The traditional hashing method is very insufficient to use and handle requests over a network in case of server issues or breakdowns. As it assumes that we have a fixed number of servers, and mapping of keys and servers happens at once. In the case of the addition of a server, it needs heavy computation and re-mapping and hashing of the objects to the new server.
On the other hand, under Consistent Hashing non-linear placement of nodes allow them to interact with each other in case of any changes on the system.
Although, sometimes it happens that the distribution or load doesn’t remain the same or proportional for all the nodes present on the Hash Ring, which results in unbalanced distribution. Also, how would a consistent hashing system respond to the Addition or Removal of Servers/Nodes, and without creating an imbalance on the system?
How does consistent hashing respond to the failure or removal of a server?
In the below example, if the Node 3 or 3rd Server fails, the data & hash for key “Jem” would be shifted to Node 1. Initially, Node 1 was only serving to the key “John”, but now there’ll be an additional load of key “Jem” also on the same server.
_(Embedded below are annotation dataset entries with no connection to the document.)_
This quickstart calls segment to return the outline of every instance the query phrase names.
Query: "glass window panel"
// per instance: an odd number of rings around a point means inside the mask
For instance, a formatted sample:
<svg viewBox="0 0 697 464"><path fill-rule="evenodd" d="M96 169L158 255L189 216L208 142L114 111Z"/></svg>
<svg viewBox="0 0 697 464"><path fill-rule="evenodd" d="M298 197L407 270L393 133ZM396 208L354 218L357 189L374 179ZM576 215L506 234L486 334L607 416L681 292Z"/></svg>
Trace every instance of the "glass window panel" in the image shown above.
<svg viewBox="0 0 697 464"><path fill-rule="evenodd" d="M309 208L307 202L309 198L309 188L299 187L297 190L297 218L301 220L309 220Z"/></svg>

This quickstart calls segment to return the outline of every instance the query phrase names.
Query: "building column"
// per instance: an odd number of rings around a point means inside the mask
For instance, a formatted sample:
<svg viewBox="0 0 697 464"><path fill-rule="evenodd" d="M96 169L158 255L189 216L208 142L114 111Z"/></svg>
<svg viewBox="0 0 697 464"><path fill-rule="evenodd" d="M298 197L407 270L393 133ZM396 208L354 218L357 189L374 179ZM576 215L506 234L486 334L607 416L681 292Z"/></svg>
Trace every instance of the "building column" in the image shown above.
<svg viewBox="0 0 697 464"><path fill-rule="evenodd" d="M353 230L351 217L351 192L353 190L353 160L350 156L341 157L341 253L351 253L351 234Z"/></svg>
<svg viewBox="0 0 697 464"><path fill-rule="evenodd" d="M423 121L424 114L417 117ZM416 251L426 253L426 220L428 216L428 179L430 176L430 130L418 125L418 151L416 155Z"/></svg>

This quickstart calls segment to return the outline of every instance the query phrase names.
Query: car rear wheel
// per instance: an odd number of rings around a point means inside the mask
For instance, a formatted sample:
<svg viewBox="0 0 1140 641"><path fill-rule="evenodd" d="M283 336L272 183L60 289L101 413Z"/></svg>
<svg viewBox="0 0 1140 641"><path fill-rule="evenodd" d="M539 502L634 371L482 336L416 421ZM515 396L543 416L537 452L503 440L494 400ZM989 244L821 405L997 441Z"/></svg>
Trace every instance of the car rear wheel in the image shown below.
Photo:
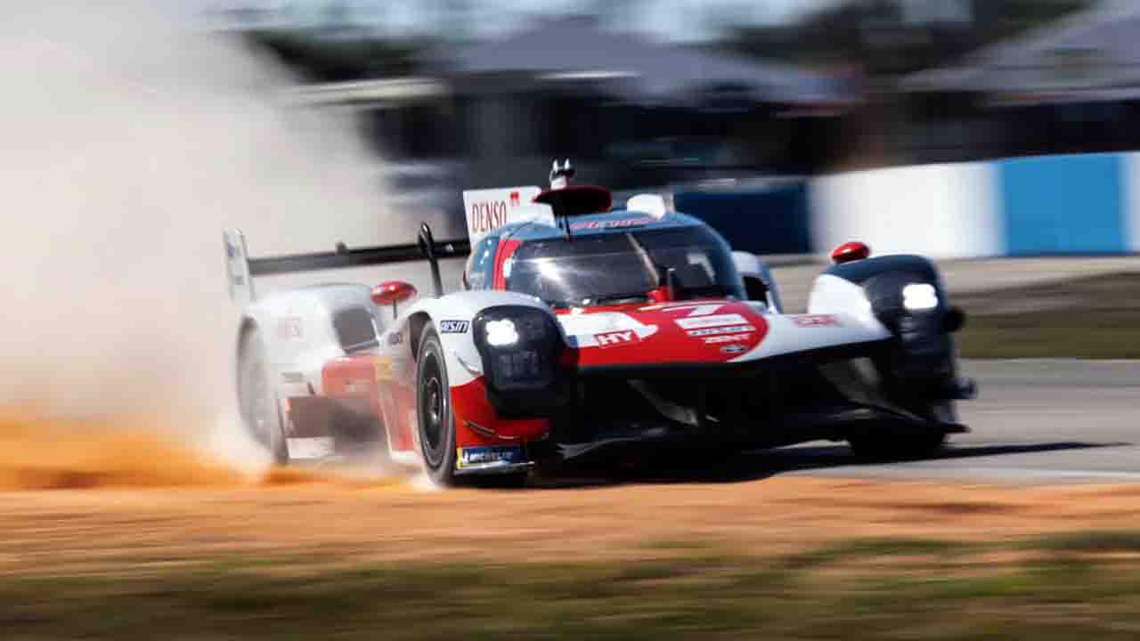
<svg viewBox="0 0 1140 641"><path fill-rule="evenodd" d="M431 325L421 334L416 358L416 419L424 470L437 485L455 485L451 388L447 381L443 348Z"/></svg>
<svg viewBox="0 0 1140 641"><path fill-rule="evenodd" d="M288 463L288 446L282 431L277 393L274 391L266 350L256 328L242 334L238 347L237 398L242 423L278 464Z"/></svg>

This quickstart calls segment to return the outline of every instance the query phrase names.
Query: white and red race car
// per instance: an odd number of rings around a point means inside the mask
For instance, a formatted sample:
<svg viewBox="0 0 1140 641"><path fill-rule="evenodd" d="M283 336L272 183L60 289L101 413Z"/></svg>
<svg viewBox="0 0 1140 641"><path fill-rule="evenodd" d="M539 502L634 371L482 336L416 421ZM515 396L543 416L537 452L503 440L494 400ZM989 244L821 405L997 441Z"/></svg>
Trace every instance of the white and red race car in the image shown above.
<svg viewBox="0 0 1140 641"><path fill-rule="evenodd" d="M962 322L915 255L832 255L809 314L784 314L755 255L646 194L569 185L465 193L470 238L247 259L225 233L244 422L282 461L378 446L438 484L548 460L681 446L846 440L918 454L963 432ZM439 261L467 257L443 293ZM427 260L404 282L253 297L256 276ZM391 306L393 320L381 310Z"/></svg>

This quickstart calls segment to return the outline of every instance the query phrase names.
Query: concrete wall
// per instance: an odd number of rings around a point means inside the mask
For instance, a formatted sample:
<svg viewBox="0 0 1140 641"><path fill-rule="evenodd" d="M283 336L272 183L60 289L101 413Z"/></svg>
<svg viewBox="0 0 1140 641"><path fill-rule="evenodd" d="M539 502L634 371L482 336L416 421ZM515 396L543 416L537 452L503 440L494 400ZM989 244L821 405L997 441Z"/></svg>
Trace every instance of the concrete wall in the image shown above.
<svg viewBox="0 0 1140 641"><path fill-rule="evenodd" d="M1039 156L822 177L817 253L862 241L937 258L1140 251L1140 154Z"/></svg>

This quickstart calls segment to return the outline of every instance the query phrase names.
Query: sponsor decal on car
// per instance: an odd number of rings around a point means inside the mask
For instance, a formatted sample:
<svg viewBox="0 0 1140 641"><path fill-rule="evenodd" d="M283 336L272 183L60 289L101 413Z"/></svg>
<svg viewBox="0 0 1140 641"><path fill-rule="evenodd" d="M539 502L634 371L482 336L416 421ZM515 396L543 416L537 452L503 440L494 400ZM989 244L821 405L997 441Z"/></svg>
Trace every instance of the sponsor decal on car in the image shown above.
<svg viewBox="0 0 1140 641"><path fill-rule="evenodd" d="M284 316L277 320L277 338L283 341L299 341L304 338L304 322L300 316Z"/></svg>
<svg viewBox="0 0 1140 641"><path fill-rule="evenodd" d="M458 469L487 464L522 463L522 446L479 446L457 448L455 463Z"/></svg>
<svg viewBox="0 0 1140 641"><path fill-rule="evenodd" d="M609 347L614 344L632 343L641 339L637 338L637 332L629 330L628 332L606 332L604 334L594 334L594 341L597 342L597 347Z"/></svg>
<svg viewBox="0 0 1140 641"><path fill-rule="evenodd" d="M731 334L727 336L711 336L705 339L705 344L719 344L719 343L742 343L749 339L748 334Z"/></svg>
<svg viewBox="0 0 1140 641"><path fill-rule="evenodd" d="M439 331L443 334L466 334L470 324L467 320L440 320Z"/></svg>
<svg viewBox="0 0 1140 641"><path fill-rule="evenodd" d="M689 330L687 334L694 339L702 336L718 336L720 334L748 334L755 332L751 325L730 325L727 327L707 327L705 330Z"/></svg>
<svg viewBox="0 0 1140 641"><path fill-rule="evenodd" d="M686 316L674 320L684 330L701 330L705 327L724 327L726 325L747 325L748 320L739 314L718 314L716 316Z"/></svg>
<svg viewBox="0 0 1140 641"><path fill-rule="evenodd" d="M800 314L789 316L797 327L842 327L839 317L831 314Z"/></svg>
<svg viewBox="0 0 1140 641"><path fill-rule="evenodd" d="M581 230L581 229L619 229L622 227L641 227L642 225L651 225L656 220L645 216L641 218L622 218L620 220L588 220L581 222L573 222L570 225L570 230Z"/></svg>

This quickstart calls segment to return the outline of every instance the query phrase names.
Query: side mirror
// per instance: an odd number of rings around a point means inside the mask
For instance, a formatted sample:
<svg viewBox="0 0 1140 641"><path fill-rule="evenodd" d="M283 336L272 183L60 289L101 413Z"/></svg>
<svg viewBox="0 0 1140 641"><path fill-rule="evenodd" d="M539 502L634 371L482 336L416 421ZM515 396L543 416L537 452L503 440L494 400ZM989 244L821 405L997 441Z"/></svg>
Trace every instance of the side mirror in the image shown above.
<svg viewBox="0 0 1140 641"><path fill-rule="evenodd" d="M831 252L831 261L836 265L864 260L871 255L871 248L860 242L844 243Z"/></svg>
<svg viewBox="0 0 1140 641"><path fill-rule="evenodd" d="M397 303L404 302L416 295L416 289L410 283L404 281L388 281L372 289L372 301L380 306L391 305L392 314L396 314Z"/></svg>

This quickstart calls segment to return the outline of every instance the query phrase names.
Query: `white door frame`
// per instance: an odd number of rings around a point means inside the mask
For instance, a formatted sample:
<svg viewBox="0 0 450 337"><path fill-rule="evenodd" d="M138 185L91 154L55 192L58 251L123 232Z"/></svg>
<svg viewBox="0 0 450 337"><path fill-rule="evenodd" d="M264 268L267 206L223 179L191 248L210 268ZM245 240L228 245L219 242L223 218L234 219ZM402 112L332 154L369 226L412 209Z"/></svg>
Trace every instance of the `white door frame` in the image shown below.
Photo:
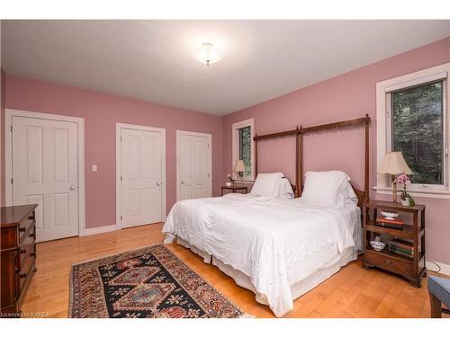
<svg viewBox="0 0 450 337"><path fill-rule="evenodd" d="M6 206L13 205L13 118L26 117L38 120L70 121L77 124L78 138L78 236L85 235L85 119L79 117L54 115L23 110L5 109L4 116L4 186Z"/></svg>
<svg viewBox="0 0 450 337"><path fill-rule="evenodd" d="M166 221L166 129L145 127L143 125L115 123L115 218L116 228L122 229L122 129L128 129L141 131L161 133L161 221Z"/></svg>
<svg viewBox="0 0 450 337"><path fill-rule="evenodd" d="M210 133L176 130L176 201L180 200L180 136L200 136L208 137L210 142L210 196L212 196L212 135Z"/></svg>

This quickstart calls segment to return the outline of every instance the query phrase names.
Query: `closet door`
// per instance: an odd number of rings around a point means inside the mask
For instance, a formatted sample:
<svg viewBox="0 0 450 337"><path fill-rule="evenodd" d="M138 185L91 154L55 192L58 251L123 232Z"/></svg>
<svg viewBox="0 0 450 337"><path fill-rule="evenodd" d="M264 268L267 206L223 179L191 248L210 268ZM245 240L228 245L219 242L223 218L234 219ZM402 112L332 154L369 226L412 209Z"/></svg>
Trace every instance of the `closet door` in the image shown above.
<svg viewBox="0 0 450 337"><path fill-rule="evenodd" d="M76 122L13 117L13 204L38 204L36 241L78 235Z"/></svg>
<svg viewBox="0 0 450 337"><path fill-rule="evenodd" d="M162 220L162 137L159 131L122 129L122 226Z"/></svg>
<svg viewBox="0 0 450 337"><path fill-rule="evenodd" d="M176 131L177 200L212 196L212 136Z"/></svg>

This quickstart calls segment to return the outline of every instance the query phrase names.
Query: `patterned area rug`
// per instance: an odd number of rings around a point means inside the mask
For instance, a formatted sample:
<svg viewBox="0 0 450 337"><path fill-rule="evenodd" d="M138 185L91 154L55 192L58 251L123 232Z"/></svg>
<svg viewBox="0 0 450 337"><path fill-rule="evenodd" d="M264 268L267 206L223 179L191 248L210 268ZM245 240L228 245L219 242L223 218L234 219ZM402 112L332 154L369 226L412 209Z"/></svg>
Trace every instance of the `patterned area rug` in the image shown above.
<svg viewBox="0 0 450 337"><path fill-rule="evenodd" d="M72 266L69 317L236 318L243 315L162 244Z"/></svg>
At the same time, the rest of the hash ring and request-node assignments will remain unaffected, unlike traditional hashing. But load bearing of the corresponding server after the failed server would be high as it'll handle all the previous requests from the hash ring.
Hotspot
A node that bears the load of unevenly distributed data requests becomes a Hotspot. As it’ll cater to all the preceding requests from the hash ring. To solve this problem system engineers use Virtual Nodes and enable the hash ring to distribute the request evenly among all the active nodes.
How does consistent hashing respond to the addition of a new server?
Continuing with the previous example (failure of a node), if we add a new server to the ring, say between the keys “Srushtoka & Freddie”. Initially, Node 5 was catering to both the keys as given in the picture above. Now, after a new server (Node 6), the query or assignment of the key “Freddie” would be assigned/mapped to Node 6, and not Node 5. However, the assignment of the Key “Srushtika” would remain mapped to Node 5.
Hash ring creates the ease to the entire process of adding or removing a server or in case of node failure. The re-assignment doesn’t take much re-work and time as compared to the traditional hashing mechanism.
How does Consistent Hashing respond to non-uniform distribution?
To avoid non-uniform distribution on the hash ring, system engineers use something called “Virtual Nodes/Vnodes”.
Virtual Nodes
These Vnodes are the representatives of physical nodes present on the system ring and are allocated between 2 physical nodes. They help to distribute the load of physical nodes more efficiently & evenly and fasten the process of remapping or re-hashing due to the addition or removal of nodes. Vnodes are non-contagious which means no two adjoining Vnodes are assigned to the same physical node or servers on the hash ring.
As shown in the above diagram, there are 3 Nodes (A, B & C) and in between, there are around 27 Vnodes equally distributed on the hash ring. Each of these Vnodes are assigned to physical nodes and will accordingly coordinate with the nodes in case of a new query or data distribution.
Let's suppose, server B is removed or facing a failure. Hence, the Vnodes assigned to Node B would also be removed or would be non-functional. This will automatically trigger the re-hashing or re-mapping of the keys to the remaining nodes i.e A & C. Now you would think, what would happen to the keys assigned to A & C Nodes? So, the assignment of these nodes will remain intact, and object keys of node B would be assigned to A & C nodes evenly. Removal or absence of these nodes/labels does not affect those keys in any way.
Therefore, implementing a consistent hashing system helps the organization to optimize the data processing and saves time, resources, and heads for sure.